New test takes a blood sample from the patient and uses an advanced mathematical algorithm to search for metabolic patterns associated with breast cancer.(Photo: Colourbox)

Scientists can now predict breast cancer in four out of five cases

New method can predict breast cancer two to five years before it occurs.

In a new study, scientists have devised a new method which enables them to predict if you will develop breast cancer within the next two to five years.

"This method is better than mammography, which can of course only be used whether the disease has already developed,” says Rasmus Bro, co-author of the study and professor of chemometrics at the Department of Food Science at the University of Copenhagen.

“The method may not be perfect, but it's seriously good. At the same time it's one which, at least in theory, could be applied to other types of cancer and entirely different groups of diseases,” says Bro. “The ability to predict disease before it occurs makes the method a kind of oracle.”

The method analyses a blood sample from the patient and uses an advanced mathematical algorithm to search for metabolic patterns associated with breast cancer.  In 80 per cent of cases the method is able to predict whether or not you will develop breast cancer within 2 to 5 years.

"The incredible perspective of this is that we may also be able to find out what lies behind the metabolic patterns,” says study co-author Lars Ove Dragsted, a professor at the Department of Nutrition, Exercise and Sports at the University of Copenhagen.

“This shows that something must be going on in the years leading up to the time a person gets breast cancer and if we can find an explanation for this we may be able to use it to prevent the disease,” says Dragsted.

The two professors carried out their study, which was recently published in Metabolomics, together with colleagues from the University of Copenhagen and the Danish Cancer Society.

Researcher: interesting and innovative study

Henrik Ditzel, a professor of oncology and researcher at the University of Southern Odense Hospital, is also working on a diagnostic test for breast cancer based on blood sample analyses of MicroRNA on women's blood.

RNA is a single-strand copy of the double-stranded DNA which contains the genetic code of human cells. MicroRNA are short linear sequences of non-coding RNA which can bind to messenger RNA and prevent them from being transformed into proteins.

"The idea of examining metabolites in the blood in association with early diagnosis of cancer is interestingly relatively new," says Ditzel. “And what's exciting is that they have combined their biological measurements with life style parameters; whether the women have had children, how old they were when they gave birth, and what the women had eaten. This is an interesting way to combine data.”
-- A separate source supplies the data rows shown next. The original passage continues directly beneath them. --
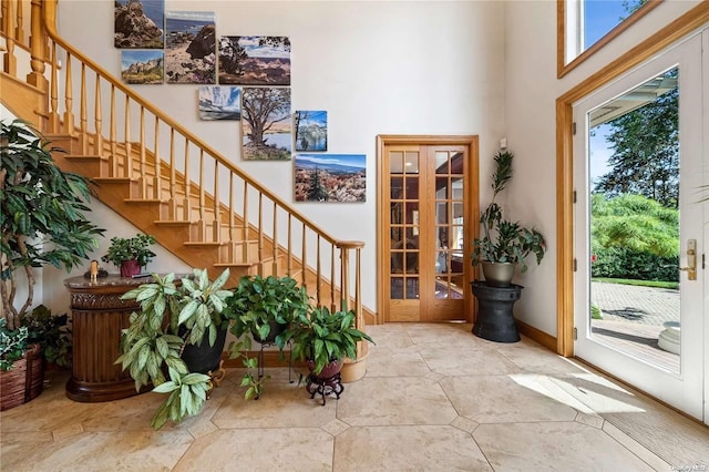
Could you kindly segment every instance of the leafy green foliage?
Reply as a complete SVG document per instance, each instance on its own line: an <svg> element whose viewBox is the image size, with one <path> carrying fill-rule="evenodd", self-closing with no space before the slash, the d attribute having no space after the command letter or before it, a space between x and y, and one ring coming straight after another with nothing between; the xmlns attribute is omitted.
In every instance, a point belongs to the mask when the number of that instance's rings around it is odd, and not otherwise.
<svg viewBox="0 0 709 472"><path fill-rule="evenodd" d="M662 75L671 81L677 69ZM610 171L595 192L607 196L638 194L677 208L679 203L679 90L669 92L608 124Z"/></svg>
<svg viewBox="0 0 709 472"><path fill-rule="evenodd" d="M101 260L120 266L124 260L135 259L141 267L145 267L155 257L155 253L150 249L154 244L155 237L152 235L137 234L129 238L115 236L111 238L109 250Z"/></svg>
<svg viewBox="0 0 709 472"><path fill-rule="evenodd" d="M374 342L369 335L354 328L354 311L330 312L327 307L312 306L276 337L280 349L292 341L294 359L312 360L315 373L320 373L333 360L357 359L357 342L362 340Z"/></svg>
<svg viewBox="0 0 709 472"><path fill-rule="evenodd" d="M181 356L185 345L202 343L205 336L214 346L217 329L226 329L222 316L232 290L224 289L226 269L209 281L206 269L194 269L192 277L175 283L175 274L153 275L154 283L127 291L123 299L140 301L141 311L131 315L121 337L122 355L115 361L129 370L135 389L152 383L156 392L169 396L158 408L151 425L160 429L169 419L181 421L202 409L212 389L209 376L189 372ZM182 335L181 335L182 334ZM165 379L165 368L169 380Z"/></svg>
<svg viewBox="0 0 709 472"><path fill-rule="evenodd" d="M540 264L546 252L544 236L535 228L522 226L518 222L505 219L495 197L504 191L512 178L511 152L495 155L495 172L492 175L492 202L481 212L480 227L483 237L473 240L473 265L481 261L520 264L521 271L527 270L526 257L534 253Z"/></svg>
<svg viewBox="0 0 709 472"><path fill-rule="evenodd" d="M33 304L33 269L44 265L68 271L88 259L97 247L96 238L104 229L84 215L91 209L90 181L61 171L50 147L37 137L37 131L16 120L1 122L0 138L0 250L2 266L0 284L3 316L8 329L17 329ZM28 297L18 309L14 306L16 274L21 270L28 280Z"/></svg>
<svg viewBox="0 0 709 472"><path fill-rule="evenodd" d="M246 373L242 387L246 387L245 399L259 398L267 378L258 378L254 369L257 360L249 358L251 336L260 342L273 342L275 334L282 331L299 315L308 310L308 294L290 277L244 276L227 300L224 316L232 319L232 334L237 338L229 343L229 358L242 357ZM277 332L277 334L279 334ZM282 349L281 349L282 352Z"/></svg>

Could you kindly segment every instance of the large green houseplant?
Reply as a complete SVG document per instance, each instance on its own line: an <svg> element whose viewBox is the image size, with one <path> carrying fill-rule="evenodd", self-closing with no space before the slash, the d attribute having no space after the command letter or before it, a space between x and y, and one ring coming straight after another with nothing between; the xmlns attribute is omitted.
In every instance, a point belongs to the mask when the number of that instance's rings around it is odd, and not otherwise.
<svg viewBox="0 0 709 472"><path fill-rule="evenodd" d="M123 277L140 274L153 260L155 253L151 246L155 244L153 235L136 234L133 237L111 238L109 250L101 257L104 263L120 267Z"/></svg>
<svg viewBox="0 0 709 472"><path fill-rule="evenodd" d="M309 362L312 373L318 376L331 363L341 367L345 358L357 359L359 341L374 342L354 327L354 316L352 310L330 311L328 307L310 306L276 337L276 343L281 349L291 343L294 360Z"/></svg>
<svg viewBox="0 0 709 472"><path fill-rule="evenodd" d="M273 345L278 335L307 311L308 306L308 293L291 277L256 275L239 279L234 296L227 300L225 315L233 320L230 332L236 337L229 345L229 357L242 357L246 368L242 378L242 387L246 387L245 399L258 399L264 381L268 379L263 374L258 359L248 357L251 340ZM257 369L258 373L255 373Z"/></svg>
<svg viewBox="0 0 709 472"><path fill-rule="evenodd" d="M494 157L492 201L480 215L482 235L473 240L473 266L482 264L487 284L501 287L511 284L517 264L521 271L525 273L526 257L534 254L540 264L546 250L544 236L536 228L506 219L502 207L495 202L497 194L505 189L512 178L513 157L514 154L508 151L499 152Z"/></svg>
<svg viewBox="0 0 709 472"><path fill-rule="evenodd" d="M223 288L228 277L228 269L214 281L206 269L194 269L192 277L181 280L175 274L153 275L154 281L122 297L140 301L141 310L131 315L123 331L116 363L130 372L137 391L152 384L153 391L169 393L151 421L154 429L168 419L177 422L196 414L213 388L209 371L218 367L229 325L223 316L233 296ZM207 369L189 366L184 358L191 346L212 348L217 355L214 365Z"/></svg>
<svg viewBox="0 0 709 472"><path fill-rule="evenodd" d="M1 129L0 301L7 336L0 339L0 349L4 350L6 339L22 327L28 328L28 341L45 343L50 336L45 325L56 325L45 309L34 307L35 268L71 270L89 258L104 229L84 215L91 211L90 181L63 172L52 158L61 150L20 120L2 121ZM18 294L23 301L16 301Z"/></svg>

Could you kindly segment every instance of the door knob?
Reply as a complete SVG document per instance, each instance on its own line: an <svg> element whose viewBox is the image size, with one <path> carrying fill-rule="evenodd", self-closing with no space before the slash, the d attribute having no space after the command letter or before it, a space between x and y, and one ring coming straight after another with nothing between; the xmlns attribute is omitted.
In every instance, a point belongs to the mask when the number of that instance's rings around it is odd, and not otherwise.
<svg viewBox="0 0 709 472"><path fill-rule="evenodd" d="M687 280L697 280L697 239L687 239L687 267L679 270L687 273Z"/></svg>

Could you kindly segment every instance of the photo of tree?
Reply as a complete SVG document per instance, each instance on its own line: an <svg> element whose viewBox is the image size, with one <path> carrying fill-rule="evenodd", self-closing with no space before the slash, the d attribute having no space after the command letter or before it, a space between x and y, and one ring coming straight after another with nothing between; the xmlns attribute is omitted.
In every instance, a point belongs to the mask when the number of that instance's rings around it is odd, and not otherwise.
<svg viewBox="0 0 709 472"><path fill-rule="evenodd" d="M242 120L242 88L201 86L199 119Z"/></svg>
<svg viewBox="0 0 709 472"><path fill-rule="evenodd" d="M364 154L296 154L296 202L364 202Z"/></svg>
<svg viewBox="0 0 709 472"><path fill-rule="evenodd" d="M328 150L328 112L297 111L296 151Z"/></svg>
<svg viewBox="0 0 709 472"><path fill-rule="evenodd" d="M245 88L242 130L246 161L290 160L292 120L289 88Z"/></svg>
<svg viewBox="0 0 709 472"><path fill-rule="evenodd" d="M164 0L115 0L113 45L121 49L163 49Z"/></svg>
<svg viewBox="0 0 709 472"><path fill-rule="evenodd" d="M121 80L130 84L163 83L163 51L121 51Z"/></svg>
<svg viewBox="0 0 709 472"><path fill-rule="evenodd" d="M168 11L165 30L167 83L216 83L214 12Z"/></svg>
<svg viewBox="0 0 709 472"><path fill-rule="evenodd" d="M290 40L286 37L220 37L219 83L290 85Z"/></svg>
"It seems to be a promising study, but more validation studies will be necessary before their test can be used clinically. I think it's too early to compare the test with mammography -- but I think it's promising so they should continue developing the test," he says.
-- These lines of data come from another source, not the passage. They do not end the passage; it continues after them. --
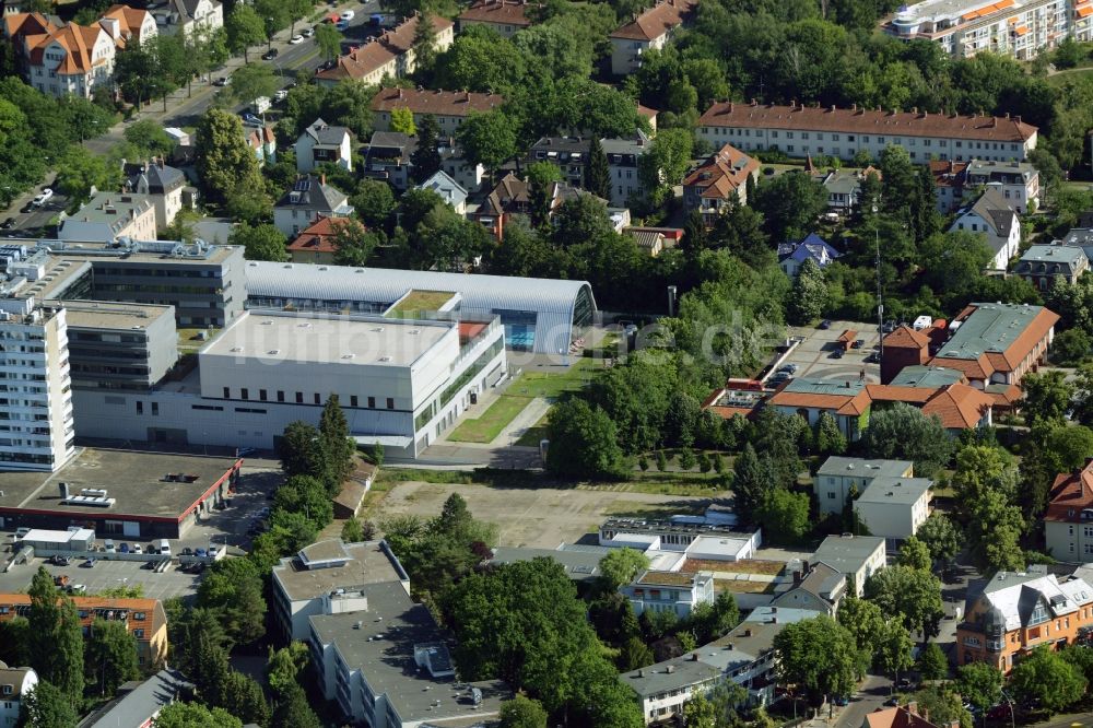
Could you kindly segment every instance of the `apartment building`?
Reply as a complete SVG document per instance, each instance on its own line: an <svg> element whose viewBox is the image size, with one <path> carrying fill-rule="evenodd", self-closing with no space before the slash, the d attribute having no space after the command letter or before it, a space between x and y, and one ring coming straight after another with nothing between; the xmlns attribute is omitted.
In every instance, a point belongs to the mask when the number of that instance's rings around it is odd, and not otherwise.
<svg viewBox="0 0 1093 728"><path fill-rule="evenodd" d="M645 725L670 725L695 695L733 682L748 693L748 702L765 705L775 700L774 638L787 625L813 619L820 612L786 607L759 607L724 637L649 667L619 676L642 705Z"/></svg>
<svg viewBox="0 0 1093 728"><path fill-rule="evenodd" d="M12 728L19 723L22 702L37 684L34 668L8 667L0 661L0 726Z"/></svg>
<svg viewBox="0 0 1093 728"><path fill-rule="evenodd" d="M1056 283L1074 283L1089 270L1085 251L1070 245L1033 245L1021 256L1013 272L1041 291Z"/></svg>
<svg viewBox="0 0 1093 728"><path fill-rule="evenodd" d="M539 11L539 3L527 0L477 0L470 8L459 13L456 23L459 31L483 25L492 28L503 38L512 38L526 27L531 26L528 11Z"/></svg>
<svg viewBox="0 0 1093 728"><path fill-rule="evenodd" d="M915 463L909 460L868 460L832 456L824 460L813 480L820 516L842 513L850 495L860 495L877 478L912 478Z"/></svg>
<svg viewBox="0 0 1093 728"><path fill-rule="evenodd" d="M155 240L155 202L148 195L136 192L96 192L79 211L61 221L58 236L62 240L90 243L114 243L120 237Z"/></svg>
<svg viewBox="0 0 1093 728"><path fill-rule="evenodd" d="M137 660L143 669L162 666L167 660L167 613L158 599L114 599L72 597L84 638L91 636L95 620L121 622L137 641ZM31 597L25 594L0 594L0 622L25 617Z"/></svg>
<svg viewBox="0 0 1093 728"><path fill-rule="evenodd" d="M714 603L714 575L647 570L620 591L636 615L645 611L674 612L685 619L698 604Z"/></svg>
<svg viewBox="0 0 1093 728"><path fill-rule="evenodd" d="M1032 60L1089 16L1079 13L1080 5L1070 0L926 0L901 8L883 27L903 40L932 40L954 58L990 51Z"/></svg>
<svg viewBox="0 0 1093 728"><path fill-rule="evenodd" d="M317 70L316 82L333 86L339 81L352 79L364 85L377 85L384 79L410 75L418 68L413 44L421 22L422 16L414 13L379 37L365 39L363 46L341 56L333 68ZM444 52L455 39L455 24L439 15L430 15L426 22L433 24L433 50Z"/></svg>
<svg viewBox="0 0 1093 728"><path fill-rule="evenodd" d="M1059 561L1093 562L1093 459L1056 477L1044 514L1044 542Z"/></svg>
<svg viewBox="0 0 1093 728"><path fill-rule="evenodd" d="M956 626L956 664L986 662L1009 673L1036 647L1069 644L1091 626L1093 587L1084 579L1060 579L1042 564L998 572Z"/></svg>
<svg viewBox="0 0 1093 728"><path fill-rule="evenodd" d="M1019 116L821 107L796 102L788 106L718 102L698 119L697 131L715 146L730 143L744 152L774 149L802 158L824 155L849 161L860 151L877 157L895 144L905 148L918 164L931 158L1024 161L1037 139L1036 127Z"/></svg>
<svg viewBox="0 0 1093 728"><path fill-rule="evenodd" d="M390 131L391 111L397 108L410 109L414 124L432 116L440 131L455 133L463 120L474 113L486 113L505 103L500 94L482 94L469 91L442 91L439 89L380 89L372 98L373 128Z"/></svg>
<svg viewBox="0 0 1093 728"><path fill-rule="evenodd" d="M628 75L642 68L642 56L668 45L697 7L695 0L658 0L653 8L615 28L609 36L611 72Z"/></svg>
<svg viewBox="0 0 1093 728"><path fill-rule="evenodd" d="M759 161L725 144L683 179L683 207L710 227L728 207L748 204L748 180L757 178Z"/></svg>
<svg viewBox="0 0 1093 728"><path fill-rule="evenodd" d="M866 592L866 579L888 564L888 549L884 539L878 536L828 536L811 561L822 562L844 574L854 582L854 592L861 597Z"/></svg>
<svg viewBox="0 0 1093 728"><path fill-rule="evenodd" d="M0 300L0 468L57 470L74 454L64 309Z"/></svg>
<svg viewBox="0 0 1093 728"><path fill-rule="evenodd" d="M988 185L971 204L956 211L949 232L957 231L984 236L991 256L989 270L1006 270L1021 249L1021 219L995 185Z"/></svg>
Breast cancer test far from ready to fly

Bro and Dragsted admit their testing method as far from ready to be used in a clinical setting.

Development of the breast-cancer test is equivalent to what one would normally refer to as a prototype, and the scientists cannot say when doctors will be able to use the test in practice.
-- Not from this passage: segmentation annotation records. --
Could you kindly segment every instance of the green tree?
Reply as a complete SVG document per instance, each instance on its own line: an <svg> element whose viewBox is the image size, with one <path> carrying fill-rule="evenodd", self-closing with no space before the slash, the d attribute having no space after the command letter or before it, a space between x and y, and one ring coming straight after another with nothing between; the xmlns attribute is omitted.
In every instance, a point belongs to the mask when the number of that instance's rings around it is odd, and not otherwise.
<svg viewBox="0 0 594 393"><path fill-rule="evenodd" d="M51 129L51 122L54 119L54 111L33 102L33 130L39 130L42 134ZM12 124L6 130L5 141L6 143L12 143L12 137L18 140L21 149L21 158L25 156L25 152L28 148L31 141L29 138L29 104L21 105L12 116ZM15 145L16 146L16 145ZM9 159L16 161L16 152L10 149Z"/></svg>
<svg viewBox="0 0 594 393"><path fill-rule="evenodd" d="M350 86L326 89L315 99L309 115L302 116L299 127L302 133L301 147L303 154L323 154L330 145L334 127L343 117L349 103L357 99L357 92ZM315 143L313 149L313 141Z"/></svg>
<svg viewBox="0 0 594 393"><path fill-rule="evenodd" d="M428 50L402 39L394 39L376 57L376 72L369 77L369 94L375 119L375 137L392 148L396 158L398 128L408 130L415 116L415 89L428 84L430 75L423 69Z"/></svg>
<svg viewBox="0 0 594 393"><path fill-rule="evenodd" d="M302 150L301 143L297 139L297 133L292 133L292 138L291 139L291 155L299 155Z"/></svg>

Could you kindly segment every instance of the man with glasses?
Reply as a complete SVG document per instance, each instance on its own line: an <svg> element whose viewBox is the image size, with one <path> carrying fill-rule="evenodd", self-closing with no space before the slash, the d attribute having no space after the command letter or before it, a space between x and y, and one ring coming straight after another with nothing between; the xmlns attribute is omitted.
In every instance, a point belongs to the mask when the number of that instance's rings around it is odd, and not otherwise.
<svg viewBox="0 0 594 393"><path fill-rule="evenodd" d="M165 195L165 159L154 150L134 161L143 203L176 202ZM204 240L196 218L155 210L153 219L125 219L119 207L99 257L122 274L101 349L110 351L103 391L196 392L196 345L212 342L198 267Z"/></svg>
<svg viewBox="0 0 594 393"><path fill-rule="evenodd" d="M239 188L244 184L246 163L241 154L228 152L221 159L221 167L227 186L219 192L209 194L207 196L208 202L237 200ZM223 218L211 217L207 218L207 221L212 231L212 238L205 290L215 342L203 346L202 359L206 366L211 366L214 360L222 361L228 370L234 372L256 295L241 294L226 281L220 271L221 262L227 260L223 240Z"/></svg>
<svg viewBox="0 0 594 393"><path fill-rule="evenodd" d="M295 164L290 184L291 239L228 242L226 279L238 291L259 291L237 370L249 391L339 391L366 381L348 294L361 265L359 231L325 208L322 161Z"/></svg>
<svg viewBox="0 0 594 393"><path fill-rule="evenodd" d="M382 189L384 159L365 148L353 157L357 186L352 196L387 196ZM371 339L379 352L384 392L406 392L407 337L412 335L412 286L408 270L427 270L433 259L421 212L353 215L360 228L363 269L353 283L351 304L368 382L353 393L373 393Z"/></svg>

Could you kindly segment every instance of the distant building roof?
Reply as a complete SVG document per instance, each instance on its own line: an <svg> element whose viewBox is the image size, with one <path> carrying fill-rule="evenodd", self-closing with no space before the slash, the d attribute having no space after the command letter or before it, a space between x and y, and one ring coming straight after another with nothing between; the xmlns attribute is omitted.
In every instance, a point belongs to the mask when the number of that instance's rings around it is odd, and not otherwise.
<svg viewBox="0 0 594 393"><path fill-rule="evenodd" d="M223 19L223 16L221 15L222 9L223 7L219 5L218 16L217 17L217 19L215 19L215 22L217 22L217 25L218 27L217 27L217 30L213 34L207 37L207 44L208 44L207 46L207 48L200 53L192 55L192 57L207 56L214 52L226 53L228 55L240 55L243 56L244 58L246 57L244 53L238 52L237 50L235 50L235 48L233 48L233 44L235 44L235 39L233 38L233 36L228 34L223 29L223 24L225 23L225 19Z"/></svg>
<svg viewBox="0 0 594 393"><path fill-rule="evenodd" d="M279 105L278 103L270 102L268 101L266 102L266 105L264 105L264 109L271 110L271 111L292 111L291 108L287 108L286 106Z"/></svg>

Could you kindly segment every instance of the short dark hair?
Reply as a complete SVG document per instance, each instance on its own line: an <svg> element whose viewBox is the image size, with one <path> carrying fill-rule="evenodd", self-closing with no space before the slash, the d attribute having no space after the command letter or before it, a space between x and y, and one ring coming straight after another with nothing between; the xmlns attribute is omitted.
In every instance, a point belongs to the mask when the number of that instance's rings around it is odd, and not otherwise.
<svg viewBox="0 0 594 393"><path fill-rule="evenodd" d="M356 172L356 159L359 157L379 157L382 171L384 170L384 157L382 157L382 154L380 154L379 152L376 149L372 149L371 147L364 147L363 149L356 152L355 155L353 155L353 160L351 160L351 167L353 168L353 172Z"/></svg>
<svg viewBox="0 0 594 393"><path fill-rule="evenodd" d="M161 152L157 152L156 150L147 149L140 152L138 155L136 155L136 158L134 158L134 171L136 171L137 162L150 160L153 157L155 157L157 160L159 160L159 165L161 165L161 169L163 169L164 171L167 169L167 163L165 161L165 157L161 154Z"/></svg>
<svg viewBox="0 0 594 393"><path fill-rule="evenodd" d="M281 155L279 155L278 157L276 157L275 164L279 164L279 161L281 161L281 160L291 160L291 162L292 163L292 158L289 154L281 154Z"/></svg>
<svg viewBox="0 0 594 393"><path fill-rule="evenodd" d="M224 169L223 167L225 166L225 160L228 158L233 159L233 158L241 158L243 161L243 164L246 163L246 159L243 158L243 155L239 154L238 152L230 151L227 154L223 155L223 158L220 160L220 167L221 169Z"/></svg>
The study was done in collaboration with the Danish Cancer Society, which has shared a data from a population study involving 57,000 people with the scientists.

The participants in the population study were followed for a number of years. They were examined for the first time in 1994-96 when they were measured and weighed, answered a series of questions, and had a blood sample taken.

The scientists have used data and blood samples from 400 women from the 57,000 participants of the population study. The women were healthy the first time they were examined but were diagnosed with breast cancer between two and seven years after they were tested.

In addition, the scientists used similar data and blood samples from the approximately 400 in the population study who did not develop breast cancer.

The scientists checked to see whether the results were the same if they used an entirely different data set from women examined in 1997

The results were the same.

The breast cancer study focuses on the whole rather than individual components

According to Dragsted, the scientific approach in the new study is just as important and the results themselves.

"No individual part of the whole is necessary or adequate. It is the pattern that is the be-all and end-all and no element of the pattern can do the same as the whole pattern. In a large study you usually end up with a highly no-nonsense, simple result -- for instance that one food or ingredient of it is carcinogenic," he says.

"But the world is often more complicated than that and in this model we can't extract an individual biomarker and say it’s precisely that which has associations with cancer. It is the overall whole which can predict the cancer," says Dragsted.